The European Court of Human Rights (ECtHR) ruled on Tuesday that Turkey violated the European Convention on Human Rights by detaining 82 judges and prosecutors after a failed 2016 coup against President Recep Tayyip Erdoğan, holding that Turkey is to pay each applicant 5,000 euros in non-pecuniary damages.
The ECtHR ruled in the case of Güngör and Others v. Türkiye that the suspicion which formed the basis for the 82 applicants’ pretrial detention was not reasonable, pointing out that the evidence in the applicants’ files did not justify the measure.
“The Court also notes that as regards some of the applicants, the Government have referred to the existence of witness statements justifying the measures in question. It observes, however, that there are no statements in the case files referring to concrete and specific facts that may have given rise to a reasonable suspicion against the applicants concerned at the material time,” the ECtHR said.
With this ruling, along with the rulings in the cases of Turan and Others v. Türkiye, Acar and Others v. Türkiye, Ataman and Others v. Türkiye, Bayram and Others v. Türkiye, Geleş and Others v. Türkiye, Ulusoy and Others v. Türkiye, Sevinç and Others v. Türkiye and Moral and Others v. Türkiye the number of judges and prosecutors whose applications have been upheld by the ECtHR in their cases against Turkey has risen to 929.
Members of the Turkish judiciary had been arrested after the failed coup as part of a mass crackdown on the Gülen movement, inspired by Turkish cleric Fethullah Gülen, whom Erdoğan blames for the coup attempt. Gülen and the movement deny any involvement.
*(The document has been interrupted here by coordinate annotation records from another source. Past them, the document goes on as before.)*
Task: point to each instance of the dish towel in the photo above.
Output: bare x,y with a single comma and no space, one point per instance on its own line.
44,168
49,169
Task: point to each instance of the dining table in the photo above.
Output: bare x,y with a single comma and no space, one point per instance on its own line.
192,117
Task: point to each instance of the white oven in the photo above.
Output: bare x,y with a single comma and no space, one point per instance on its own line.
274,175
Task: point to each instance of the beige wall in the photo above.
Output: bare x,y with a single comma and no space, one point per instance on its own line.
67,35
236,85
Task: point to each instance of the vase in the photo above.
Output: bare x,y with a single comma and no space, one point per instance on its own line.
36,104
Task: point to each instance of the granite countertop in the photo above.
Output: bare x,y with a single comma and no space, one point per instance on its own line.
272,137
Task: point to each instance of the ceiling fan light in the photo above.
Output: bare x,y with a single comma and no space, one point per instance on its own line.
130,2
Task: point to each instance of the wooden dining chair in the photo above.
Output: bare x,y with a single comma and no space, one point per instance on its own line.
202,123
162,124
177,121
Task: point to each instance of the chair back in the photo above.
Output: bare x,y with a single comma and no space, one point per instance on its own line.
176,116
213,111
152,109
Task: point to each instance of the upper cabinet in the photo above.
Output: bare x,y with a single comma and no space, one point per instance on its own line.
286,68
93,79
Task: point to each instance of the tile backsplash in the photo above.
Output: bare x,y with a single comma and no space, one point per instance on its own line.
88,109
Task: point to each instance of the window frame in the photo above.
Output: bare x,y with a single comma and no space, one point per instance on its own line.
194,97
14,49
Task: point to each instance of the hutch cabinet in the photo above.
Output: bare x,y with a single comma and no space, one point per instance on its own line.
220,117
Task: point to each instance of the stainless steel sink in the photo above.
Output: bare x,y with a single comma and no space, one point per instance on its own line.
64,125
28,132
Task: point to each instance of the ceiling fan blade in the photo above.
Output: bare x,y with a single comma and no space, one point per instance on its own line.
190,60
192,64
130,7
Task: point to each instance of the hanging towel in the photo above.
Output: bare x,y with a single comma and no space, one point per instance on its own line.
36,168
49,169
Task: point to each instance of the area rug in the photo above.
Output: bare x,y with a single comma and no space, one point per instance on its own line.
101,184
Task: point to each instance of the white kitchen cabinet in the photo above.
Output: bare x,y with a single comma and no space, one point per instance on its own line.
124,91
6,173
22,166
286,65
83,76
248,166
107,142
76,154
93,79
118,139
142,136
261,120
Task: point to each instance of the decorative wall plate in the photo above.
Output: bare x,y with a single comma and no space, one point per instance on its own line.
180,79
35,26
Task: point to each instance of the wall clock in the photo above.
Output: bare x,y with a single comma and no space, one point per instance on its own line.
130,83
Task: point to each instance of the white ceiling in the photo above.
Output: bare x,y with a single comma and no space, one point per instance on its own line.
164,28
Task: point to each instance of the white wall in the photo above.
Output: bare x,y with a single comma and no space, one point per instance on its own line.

Following the abortive putsch, the Turkish government declared a state of emergency and carried out a massive purge of state institutions under the pretext of an anti-coup fight. More than 130,000 public servants, including 4,156 judges and prosecutors, as well as 29,444 members of the armed forces, were summarily removed from their jobs for alleged membership in or relationships with “terrorist organizations” by emergency decree-laws subject to neither judicial nor parliamentary scrutiny.